Aurélie Filippetti répondait une première fois qu’elle était bien démunie : elle « ne dispose (…) que de données chiffrées globales, correspondant aux trois grandes catégories d'actions que sont les aides à la création d'une part, les aides à la diffusion du spectacle vivant et les aides à la formation des artistes d'autre part ». Problème, la ministre se gardait de fournir ces données même globales, ce qui a entrainé une nouvelle question, plus insistante, du député.
La ministre a finalement donné ces informations ce 8 avril, tableau à l’appui.
Et pour le détail des affectations voire des frais ponctionnés ici et là par les SPRD dans la gestion de ces flux ? Dans sa réponse, La Rue de Valois renvoie Lionel Tardy aux rapports que « les SPRD communiquent chaque année au ministère de la Culture et de la Communication », rapports décrivant « une information sur la ventilation des montants versés par catégorie d'actions. »
Des rapports toujours difficilement accessibles
Elle se garde cependant de préciser que ces rapports sont toujours inaccessibles aux communs des mortels : à l’issue de notre procédure CADA, le ministre de la Culture nous indiquait benoitement que les rapports sur l’affectation de la copie privée ne sont pas copiables et transférables. Le citoyen, même député, désireux de connaître ces affectations doit donc se déplacer physiquement au ministère pour consulter des milliers de pages au format papier. Ce que NextInpact a fait, sous la surveillance d’une archiviste, assise à un mètre de nous… (notre compte rendu).

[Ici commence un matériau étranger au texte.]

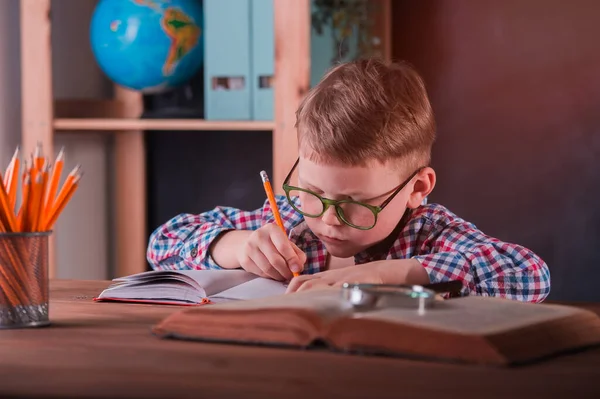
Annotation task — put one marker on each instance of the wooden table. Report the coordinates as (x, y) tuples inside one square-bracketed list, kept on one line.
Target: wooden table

Précisons qu’en 2012, aux Rencontres de Dijon, le président de la SACEM avait expliqué sans nuance que l’ « une des raisons pour lesquelles un grand nombre de parlementaires, c’était à dire des élus nationaux, se sont mobilisés quand on leur a demandé de le faire, c’est que la copie privée, ils ont en tout cas un bénéfice : c’est celui des 25 % qui contribuent dans leur commune, dans leur département, dans leur région, à aider ce qui [soutient] la création (…) notamment tout ce qui tourne autour du spectacle vivant. »
En clair, la copie privée est une courroie importante entre les SPRD et les députés-maires par exemple, puisque les festivals organisés dans leur circonscription sont arrosés par la copie privée. Jean-Noël Tronc applaudissait ce mécanisme, présenté comme « un levier important de pédagogie, de sensibilisation, on peut même dire de solidarité entre décideurs publics et créateurs autour de la copie privée. »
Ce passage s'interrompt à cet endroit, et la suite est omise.